Now try a complete example for yourself.

Here are two other datasets with paired samples.

## Non-Parametric Alternatives for Matched Pair Data

LO 5.1: For a data analysis situation involving two variables, determine the appropriate alternative (non-parametric) method when assumptions of our standard methods are not met.

The statistical tests we have previously discussed (and many we will discuss) require assumptions about the distribution in the population or about the requirements to use a certain approximation as the sampling distribution. These methods are called parametric.

When these assumptions are not valid, alternative methods often exist to test similar hypotheses. Tests which require only minimal distributional assumptions, if any, are called non-parametric or distribution-free tests.

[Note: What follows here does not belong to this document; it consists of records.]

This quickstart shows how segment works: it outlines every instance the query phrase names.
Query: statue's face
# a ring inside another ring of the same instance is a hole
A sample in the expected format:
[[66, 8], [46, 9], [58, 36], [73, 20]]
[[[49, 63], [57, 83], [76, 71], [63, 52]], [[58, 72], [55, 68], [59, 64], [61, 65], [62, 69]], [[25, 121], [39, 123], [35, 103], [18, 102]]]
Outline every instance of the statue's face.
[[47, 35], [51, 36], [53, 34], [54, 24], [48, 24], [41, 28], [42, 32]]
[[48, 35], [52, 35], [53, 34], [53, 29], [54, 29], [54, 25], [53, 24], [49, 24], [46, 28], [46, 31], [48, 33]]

At the end of this section we will provide some details (see Details for Non-Parametric Alternatives), for now we simply want to mention that there are two common non-parametric alternatives to the paired t-test. They are:

• Sign Test
• Wilcoxon Signed-Rank Test

The fact that both of these tests have the word “sign” in them is not a coincidence – it is due to the fact that we will be interested in whether the differences have a positive sign or a negative sign – and the fact that this word appears in both of these tests can help you to remember that they correspond to paired methods where we are often interested in whether there was an increase (positive sign) or a decrease (negative sign).

## Let’s Summarize

• The paired t-test is used to compare two population means when the two samples (drawn from the two populations) are dependent in the sense that every observation in one sample can be linked to an observation in the other sample. Such a design is called “matched pairs.”
• The most common case in which the matched pairs design is used is when the same subjects are measured twice, usually before and then after some kind of treatment and/or intervention. Another classic case are studies involving twins.
• In the background, we have a two-valued categorical explanatory whose categories define the two populations we are comparing and whose effect on the response variable we are trying to assess.
• The idea behind the paired t-test is to reduce the data from two samples to just one sample of the differences, and use these observed differences as data for inference about a single mean — the mean of the differences, μd.
• The paired t-test is therefore simply a one-sample t-test for the mean of the differences μd, where the null value is 0.
• Once we verify that we can safely proceed with the paired t-test, we use software output to carry it out.
• A 95% confidence interval for μd can be very insightful after a test has rejected the null hypothesis, and can also be used for testing in the two-sided case.
• Two non-parametric alternatives to the paired t-test are the sign test and the Wilcoxon signedrank test. (See Details for Non-Parametric Alternatives.)